No passado, era figura certa e atuante do ancionato da igreja. Porém a dureza implacável do tempo havia corroído algumas de suas funções vitais, ainda que parcialmente. Assim tinha dificuldades latentes, como incontinência urinária em proporção pequena, mas o suficiente para trazer-lhe um aroma por vezes desagradável. Os irmãos logo perceberam as mazelas da idade, e como sabiam que trabalhar para Cristo lhe era importante atribuíam a ele funções cada vez menores, até que simplesmente ficava de pé na porta da igreja como um diácono perene. Sem reclamar, aceitou o fardo do tempo, disperso em suas ações e observações que eram cada vez menos notadas ou acolhidas. Sentia-se menosprezado, mas sabia que era natural da vida, que quase aproximava do pôr-do-sol de sua existência. Conservara, todavia, dois aspectos capitais: a alegria constante e a fé no Senhor dos exércitos.
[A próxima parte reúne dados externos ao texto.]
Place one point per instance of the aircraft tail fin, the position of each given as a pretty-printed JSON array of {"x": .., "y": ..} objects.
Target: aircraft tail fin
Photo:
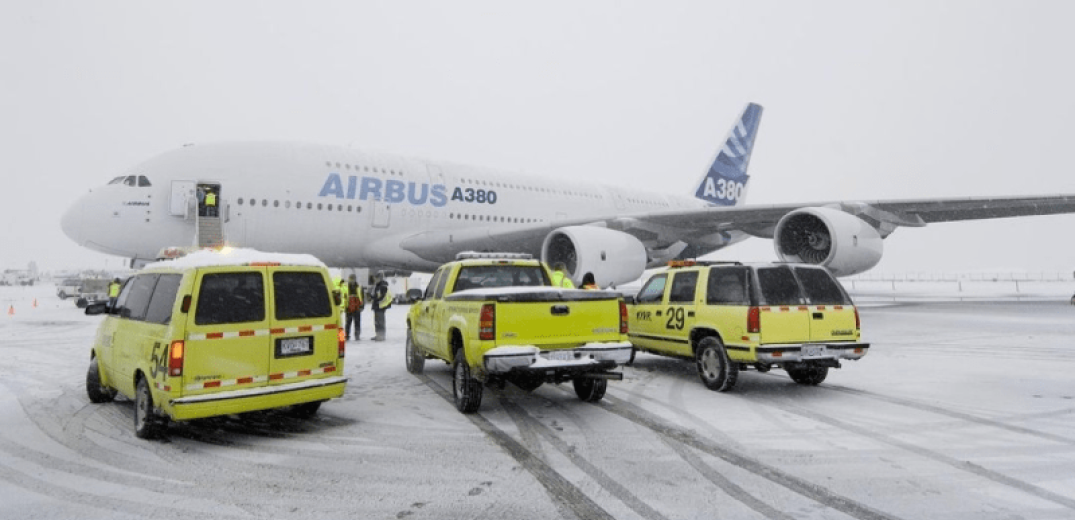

Sempre estava na igreja, nos ensaios de louvores, nas reuniões, nos batismos... Era constante em todos os cultos e todos tinham se acostumado com sua presença, mesmo sem dar muito valor aquele senhor uqe já se fazia quase parte do cenário congregacional. Alguns até lhe dispensavam, em parcas situações, alguma atenção, dando-se a consertar as dobras desiguais da manga de sua camisa ou a gravata mal empostada, frutos de disfunções visuais. Foi assim que tudo se seguiu até uma noite quente de sábado, onde no início de uma vigília, uma senhora que estava tomando estudos bíblicos, foi tomada de assalto por espírito imundo às portas do templo. Foi rapidamente levada para dentro, mas, os mais jovens puderam ver o horror daquela cena e o pastor decidiu rapidamente com o primeiro ancião levar a senhora (diante de muita luta) para uma sala reservada e começar um ciclo de oração e louvor, buscando expulsar o intruso daquele corpo feminino, já abatido de tanta luta.
Solicitou-se que toda igreja no salão principal permanecesse em oração, pedindo pela senhora possessa, o que foi prontamente seguido, e alguns membros considerados especialmente capacitados, bem como dois pastores casualmente presentes, foram também chamados à restrita sala. Mas enquanto oravam aquela situação dantesca se mantinha. O espírito imundo tomava conta do corpo daquela mulher e se punha a escarnecer dos presentes, e se por vezes se mantinha calado, até então não manifestara o melhor desejo de partir. O pastor mais experiente afirmou que era necessário que os presentes confessassem os próprios pecados e perdoassem imediatamente seus rancores, ou, ao invés de ajudar, apenas estariam atrapalhando. Seguindo o que foi proposto alguns pecados foram confessados e mesmo algumas rusgas perdoadas ali mesmo. Na prática, porém o efeito foi nulo. Nem as orações da igreja em conjunto, nem aquela atuação restrita na sala faziam efeito algum, parecia que aquele espírito era imensamente forte e nada podia detê-lo.
Neste ínterim, alguém foi designado para telefonar a um pastor especialista neste assunto, enquanto saiu para cumprir a missão passou a outro membro o que estava acontecendo. Graças ao bom Deus, o ouvido do nosso estimado irmão Vasconcelos ainda funcionava muito bem, e, ao ouvir o que falava o outro irmão sobre a gravidade do que estava acontecendo, calmamente se dirigiu à sala, mesmo sem ser chamado para tal. Foi até advertido por um dos diáconos para que retornasse à nave, mas, fingindo não ouvir, entrou na sala onde aquele triste fato continuava acontecendo. De forma muito decidida, aproximou-se da mulher e antes que qualquer reprovação pessoal pudesse ser proferida por aquela criatura espiritual repugnante, pegou a senhora pelo braço e disse:
- Como filho de Deus e em nome de Jesus, eu te ordeno, saía. Agora!...
Surpresos, os presentes viram a feição da mulher mudar e esta jogar-se ao solo exausta. Enquanto isso o irmão Vasconcelos voltava calmamente ao seu posto na porta da igreja e os presentes souberam então, naquele instante e para sempre, o real sentido de uma palavra: AUTORIDADE.